Scorrendo la lista si trovano giocatori che ancora hanno un loro ruolo più o meno rilevante nella lega — da Carmelo Anthony a Dwyane Wade fino a Nick Collison, David West, Zaza Pachulia e Kyle Korver — e tantissimi altri che invece ne sono usciti subito o quasi (ti vogliamo ancora bene anche se tu non ce ne vuoi, Darko Milicic), mentre sono pochi quelli che continuano a giocare anche dopo aver abbandonato la NBA (Boris Diaw, Leandro Barbosa). Alcuni, addirittura, hanno già deciso di fare il salto e di mettersi in giacca e cravatta, tra cui Luke Walton sulla panchina dei Los Angeles Lakers e James Jones nella dirigenza dei Phoenix Suns, o lo sfortunatissimo Chris Bosh che sarebbe probabilmente il secondo miglior giocatore di questa classe se solo il suo corpo non lo avesse tradito.

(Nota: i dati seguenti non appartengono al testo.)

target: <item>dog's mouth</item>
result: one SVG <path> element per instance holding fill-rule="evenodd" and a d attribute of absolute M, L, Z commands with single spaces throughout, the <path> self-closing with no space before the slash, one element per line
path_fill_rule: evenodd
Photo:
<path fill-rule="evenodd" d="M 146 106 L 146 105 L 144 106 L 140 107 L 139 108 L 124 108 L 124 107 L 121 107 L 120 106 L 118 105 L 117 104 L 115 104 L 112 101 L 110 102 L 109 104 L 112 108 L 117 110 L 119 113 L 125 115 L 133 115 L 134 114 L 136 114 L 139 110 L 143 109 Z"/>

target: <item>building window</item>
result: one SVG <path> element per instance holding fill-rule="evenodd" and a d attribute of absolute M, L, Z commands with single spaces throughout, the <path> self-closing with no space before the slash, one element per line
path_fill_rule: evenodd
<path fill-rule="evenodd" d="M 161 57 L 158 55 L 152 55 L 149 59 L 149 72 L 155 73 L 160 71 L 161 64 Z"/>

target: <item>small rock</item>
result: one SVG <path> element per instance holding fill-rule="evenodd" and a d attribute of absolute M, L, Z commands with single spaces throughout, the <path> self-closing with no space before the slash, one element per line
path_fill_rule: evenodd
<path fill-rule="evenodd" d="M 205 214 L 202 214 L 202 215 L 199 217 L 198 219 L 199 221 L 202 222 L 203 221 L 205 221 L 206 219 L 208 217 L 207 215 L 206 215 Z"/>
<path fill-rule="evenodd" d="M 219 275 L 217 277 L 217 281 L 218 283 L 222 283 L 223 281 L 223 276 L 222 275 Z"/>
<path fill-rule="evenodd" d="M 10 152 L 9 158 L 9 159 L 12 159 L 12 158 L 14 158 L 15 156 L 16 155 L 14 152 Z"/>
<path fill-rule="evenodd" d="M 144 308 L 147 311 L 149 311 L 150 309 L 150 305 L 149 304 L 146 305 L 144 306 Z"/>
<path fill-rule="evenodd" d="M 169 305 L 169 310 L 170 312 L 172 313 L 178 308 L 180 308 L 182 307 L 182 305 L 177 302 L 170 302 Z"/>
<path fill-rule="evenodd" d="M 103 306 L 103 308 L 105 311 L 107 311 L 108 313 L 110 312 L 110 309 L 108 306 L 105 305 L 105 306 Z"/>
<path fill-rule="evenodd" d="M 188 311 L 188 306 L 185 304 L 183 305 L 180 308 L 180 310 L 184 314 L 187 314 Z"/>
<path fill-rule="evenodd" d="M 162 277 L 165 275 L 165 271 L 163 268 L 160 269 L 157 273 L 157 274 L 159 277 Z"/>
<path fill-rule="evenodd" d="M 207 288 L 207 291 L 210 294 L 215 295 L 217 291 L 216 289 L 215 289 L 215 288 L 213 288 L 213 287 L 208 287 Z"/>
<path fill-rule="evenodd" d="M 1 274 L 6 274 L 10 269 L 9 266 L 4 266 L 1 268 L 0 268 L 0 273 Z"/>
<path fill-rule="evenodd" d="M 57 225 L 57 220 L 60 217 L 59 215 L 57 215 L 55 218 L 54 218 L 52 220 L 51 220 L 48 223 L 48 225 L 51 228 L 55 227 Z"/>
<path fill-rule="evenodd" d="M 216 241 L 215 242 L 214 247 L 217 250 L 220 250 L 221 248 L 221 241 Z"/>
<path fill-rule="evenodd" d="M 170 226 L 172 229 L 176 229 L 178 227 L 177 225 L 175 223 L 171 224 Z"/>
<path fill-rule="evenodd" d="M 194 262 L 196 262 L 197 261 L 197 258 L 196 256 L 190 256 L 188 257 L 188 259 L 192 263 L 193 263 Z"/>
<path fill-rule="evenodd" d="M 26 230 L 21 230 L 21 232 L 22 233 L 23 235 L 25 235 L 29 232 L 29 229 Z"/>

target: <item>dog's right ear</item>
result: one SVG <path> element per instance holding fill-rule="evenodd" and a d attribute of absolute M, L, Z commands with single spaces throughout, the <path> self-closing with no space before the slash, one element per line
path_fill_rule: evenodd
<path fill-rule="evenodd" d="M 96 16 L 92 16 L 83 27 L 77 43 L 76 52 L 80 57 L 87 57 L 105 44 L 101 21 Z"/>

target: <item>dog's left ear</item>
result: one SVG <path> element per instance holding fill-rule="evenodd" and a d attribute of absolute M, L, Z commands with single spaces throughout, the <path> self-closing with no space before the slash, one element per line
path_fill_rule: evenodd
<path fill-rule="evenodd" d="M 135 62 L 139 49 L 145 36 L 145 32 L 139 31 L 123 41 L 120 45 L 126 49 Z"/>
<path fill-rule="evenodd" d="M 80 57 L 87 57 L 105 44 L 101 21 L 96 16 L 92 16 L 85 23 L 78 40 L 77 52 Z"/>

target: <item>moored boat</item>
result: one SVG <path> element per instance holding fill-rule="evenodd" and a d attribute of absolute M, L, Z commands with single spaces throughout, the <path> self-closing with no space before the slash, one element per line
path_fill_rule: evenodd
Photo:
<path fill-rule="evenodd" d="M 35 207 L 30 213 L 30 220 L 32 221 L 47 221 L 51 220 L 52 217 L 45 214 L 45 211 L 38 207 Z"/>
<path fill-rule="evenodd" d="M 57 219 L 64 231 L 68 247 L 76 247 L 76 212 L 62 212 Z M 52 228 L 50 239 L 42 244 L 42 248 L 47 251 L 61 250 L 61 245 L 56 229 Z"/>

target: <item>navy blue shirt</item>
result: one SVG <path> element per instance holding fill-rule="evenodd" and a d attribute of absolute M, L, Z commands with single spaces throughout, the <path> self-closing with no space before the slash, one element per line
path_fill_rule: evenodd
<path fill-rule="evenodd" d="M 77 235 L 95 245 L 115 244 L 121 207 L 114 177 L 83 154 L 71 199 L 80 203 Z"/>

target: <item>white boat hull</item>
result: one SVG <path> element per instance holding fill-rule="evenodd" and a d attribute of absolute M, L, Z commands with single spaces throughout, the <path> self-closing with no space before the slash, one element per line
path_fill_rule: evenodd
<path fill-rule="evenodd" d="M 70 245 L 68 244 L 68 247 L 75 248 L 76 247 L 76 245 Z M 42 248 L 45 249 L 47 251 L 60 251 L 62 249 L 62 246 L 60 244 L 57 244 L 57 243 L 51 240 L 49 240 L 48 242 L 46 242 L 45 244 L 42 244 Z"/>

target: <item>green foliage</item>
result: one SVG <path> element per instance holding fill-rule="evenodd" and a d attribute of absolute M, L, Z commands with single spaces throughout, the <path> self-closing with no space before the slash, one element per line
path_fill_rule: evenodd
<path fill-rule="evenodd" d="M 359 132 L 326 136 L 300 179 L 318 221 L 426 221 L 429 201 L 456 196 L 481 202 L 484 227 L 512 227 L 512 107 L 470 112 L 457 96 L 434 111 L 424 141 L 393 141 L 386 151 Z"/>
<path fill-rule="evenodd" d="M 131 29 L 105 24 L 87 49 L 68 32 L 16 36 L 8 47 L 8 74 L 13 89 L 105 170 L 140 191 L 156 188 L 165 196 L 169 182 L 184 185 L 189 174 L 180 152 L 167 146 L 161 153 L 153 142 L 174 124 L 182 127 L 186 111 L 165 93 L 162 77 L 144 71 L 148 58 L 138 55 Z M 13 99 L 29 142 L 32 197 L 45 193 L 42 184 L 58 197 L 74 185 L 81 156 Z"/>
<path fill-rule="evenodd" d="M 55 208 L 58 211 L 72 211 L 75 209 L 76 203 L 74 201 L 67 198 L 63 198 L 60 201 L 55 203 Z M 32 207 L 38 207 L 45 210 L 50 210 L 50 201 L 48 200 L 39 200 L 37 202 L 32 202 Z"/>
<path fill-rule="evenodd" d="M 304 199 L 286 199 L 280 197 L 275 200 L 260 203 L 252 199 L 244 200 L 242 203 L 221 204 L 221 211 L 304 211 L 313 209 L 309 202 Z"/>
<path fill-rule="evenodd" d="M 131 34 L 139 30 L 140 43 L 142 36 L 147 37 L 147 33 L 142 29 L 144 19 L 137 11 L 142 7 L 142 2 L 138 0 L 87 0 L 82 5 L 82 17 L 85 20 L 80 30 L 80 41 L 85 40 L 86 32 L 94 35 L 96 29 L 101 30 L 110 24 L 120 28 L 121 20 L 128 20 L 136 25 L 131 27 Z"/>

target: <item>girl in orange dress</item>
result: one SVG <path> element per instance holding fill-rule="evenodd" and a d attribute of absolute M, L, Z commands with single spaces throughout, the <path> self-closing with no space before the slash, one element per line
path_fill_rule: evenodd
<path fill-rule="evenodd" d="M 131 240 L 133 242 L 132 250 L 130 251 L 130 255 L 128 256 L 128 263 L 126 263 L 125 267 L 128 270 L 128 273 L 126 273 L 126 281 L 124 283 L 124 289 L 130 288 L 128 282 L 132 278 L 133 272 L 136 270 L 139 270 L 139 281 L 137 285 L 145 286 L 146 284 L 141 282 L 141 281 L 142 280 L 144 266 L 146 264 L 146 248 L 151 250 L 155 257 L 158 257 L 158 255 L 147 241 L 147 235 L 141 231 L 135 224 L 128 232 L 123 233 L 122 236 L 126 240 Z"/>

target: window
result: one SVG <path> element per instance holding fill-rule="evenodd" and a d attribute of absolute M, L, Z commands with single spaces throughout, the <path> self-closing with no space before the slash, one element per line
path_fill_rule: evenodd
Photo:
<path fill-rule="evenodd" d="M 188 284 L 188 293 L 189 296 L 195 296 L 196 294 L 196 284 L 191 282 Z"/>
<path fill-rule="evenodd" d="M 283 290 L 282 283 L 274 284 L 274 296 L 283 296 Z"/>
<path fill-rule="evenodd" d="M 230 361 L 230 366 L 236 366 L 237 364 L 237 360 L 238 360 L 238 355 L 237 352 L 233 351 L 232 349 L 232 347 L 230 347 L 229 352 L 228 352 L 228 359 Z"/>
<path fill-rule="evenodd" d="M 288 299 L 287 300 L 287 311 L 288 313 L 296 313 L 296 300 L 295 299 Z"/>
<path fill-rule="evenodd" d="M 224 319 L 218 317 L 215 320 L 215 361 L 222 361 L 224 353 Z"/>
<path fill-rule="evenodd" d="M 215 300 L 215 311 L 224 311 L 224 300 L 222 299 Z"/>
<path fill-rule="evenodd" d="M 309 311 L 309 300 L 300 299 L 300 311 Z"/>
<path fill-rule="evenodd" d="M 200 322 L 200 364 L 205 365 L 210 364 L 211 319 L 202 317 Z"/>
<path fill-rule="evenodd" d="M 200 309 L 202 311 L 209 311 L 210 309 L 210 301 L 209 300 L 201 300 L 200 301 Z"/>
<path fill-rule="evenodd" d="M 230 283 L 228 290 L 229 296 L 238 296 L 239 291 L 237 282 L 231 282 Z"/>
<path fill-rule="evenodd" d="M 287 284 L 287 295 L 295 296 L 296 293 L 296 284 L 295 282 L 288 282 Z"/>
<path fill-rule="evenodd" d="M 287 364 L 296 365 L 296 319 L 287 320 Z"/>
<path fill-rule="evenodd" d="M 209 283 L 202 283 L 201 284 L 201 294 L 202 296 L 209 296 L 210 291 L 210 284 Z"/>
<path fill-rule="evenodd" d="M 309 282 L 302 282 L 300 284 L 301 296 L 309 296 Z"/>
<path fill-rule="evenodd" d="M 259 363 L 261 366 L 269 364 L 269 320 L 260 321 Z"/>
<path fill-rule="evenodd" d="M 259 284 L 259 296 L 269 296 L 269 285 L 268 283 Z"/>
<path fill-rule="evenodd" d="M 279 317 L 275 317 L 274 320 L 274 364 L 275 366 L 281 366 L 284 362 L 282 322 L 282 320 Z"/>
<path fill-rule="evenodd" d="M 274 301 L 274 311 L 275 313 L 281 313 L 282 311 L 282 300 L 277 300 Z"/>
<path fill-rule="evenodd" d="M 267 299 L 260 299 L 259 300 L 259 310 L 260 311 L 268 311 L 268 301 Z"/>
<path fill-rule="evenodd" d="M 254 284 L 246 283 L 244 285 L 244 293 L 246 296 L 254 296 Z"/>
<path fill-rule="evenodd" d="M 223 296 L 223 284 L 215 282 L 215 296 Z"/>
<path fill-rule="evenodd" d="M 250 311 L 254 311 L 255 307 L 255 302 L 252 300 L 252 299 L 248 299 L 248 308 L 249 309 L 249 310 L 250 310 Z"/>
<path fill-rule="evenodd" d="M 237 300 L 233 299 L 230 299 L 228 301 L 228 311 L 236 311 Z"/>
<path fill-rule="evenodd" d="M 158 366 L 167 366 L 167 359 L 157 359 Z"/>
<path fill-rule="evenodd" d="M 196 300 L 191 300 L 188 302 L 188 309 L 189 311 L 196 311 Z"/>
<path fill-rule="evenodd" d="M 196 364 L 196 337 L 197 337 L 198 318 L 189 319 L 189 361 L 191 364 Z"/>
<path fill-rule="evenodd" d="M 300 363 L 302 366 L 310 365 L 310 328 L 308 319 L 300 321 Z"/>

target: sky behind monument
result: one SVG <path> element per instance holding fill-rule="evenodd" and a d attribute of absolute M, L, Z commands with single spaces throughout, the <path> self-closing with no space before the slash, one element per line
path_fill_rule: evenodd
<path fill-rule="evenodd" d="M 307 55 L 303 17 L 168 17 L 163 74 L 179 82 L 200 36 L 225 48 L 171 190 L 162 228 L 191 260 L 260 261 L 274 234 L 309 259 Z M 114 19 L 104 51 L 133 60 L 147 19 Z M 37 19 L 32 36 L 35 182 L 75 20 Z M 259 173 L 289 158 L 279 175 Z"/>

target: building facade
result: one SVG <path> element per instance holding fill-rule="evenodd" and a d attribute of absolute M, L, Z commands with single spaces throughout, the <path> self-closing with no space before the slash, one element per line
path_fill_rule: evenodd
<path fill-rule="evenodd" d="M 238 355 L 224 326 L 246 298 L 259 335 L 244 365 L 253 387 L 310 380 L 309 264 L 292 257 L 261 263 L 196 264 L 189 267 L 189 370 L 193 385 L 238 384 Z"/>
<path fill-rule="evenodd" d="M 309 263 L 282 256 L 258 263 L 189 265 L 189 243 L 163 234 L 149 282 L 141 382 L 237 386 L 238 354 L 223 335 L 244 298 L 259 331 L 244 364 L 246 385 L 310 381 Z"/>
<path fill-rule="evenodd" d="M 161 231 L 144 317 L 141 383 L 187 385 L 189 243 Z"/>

Tutti, però, si sono ritrovati già da diverso tempo a fare i conti con la concreta possibilità di appendere le scarpette al chiodo, volenti (Wade) o nolenti (stiamo guardando te,‘Melo). È la normalità delle cose: anche per atleti straordinari rispetto al resto dell’umanità come sono i giocatori che arrivano alla NBA, dopo 15 anni di carriera il proprio fisico ha già presentato da tempo un conto salatissimo. Quello che non è normale è che ci sia una così grande disparità tra il primo della classe e il resto del gruppo: va bene che James, oltre a essere un portento fisico-atletico di suo, era anche più giovane di molti essendo entrato nella NBA a 18 anni, ma non è normale che a 33 anni e con tutto il chilometraggio accumulato sul suo corpo sia stato in grado di chiudere la regular season con 82 partite disputate per la prima volta in carriera. E non è per nulla normale il livello di gioco tenuto nelle ultime due settimane contro gli Indiana Pacers, confermando una volta di più di essere il miglior giocatore del mondo indipendentemente da come finirà questa travagliatissima stagione dei Cleveland Cavaliers.

Una gara-7 per la storia
Per l’ultimo episodio di una serie giocata a livelli celestiali, “King James” ha forse cercato di fare un po’ troppo: l’idea iniziale era di fare la storia giocando 48 minuti filati, come si poteva ben capire non solamente da un primo tempo giocato senza tirare mai il fiato, ma anche dal modo in cui si prendeva dei possessi offensivi di palese riposo piazzandosi al centro del campo e lasciando che i suoi compagni se la giocassero quattro-contro-quattro. Non si può neanche dire che la tattica non stesse funzionando: James ha disputato un primo tempo leggendario, segnando i primi sette tiri della sua partita e rimanendo a lungo perfetto dalla linea dei tiri liberi (a un certo punto era arrivato a 25 in fila considerando anche le due gare precedenti), spingendo i suoi più volte oltre la doppia cifra di vantaggio e mandando ai pazzi la difesa di Indiana.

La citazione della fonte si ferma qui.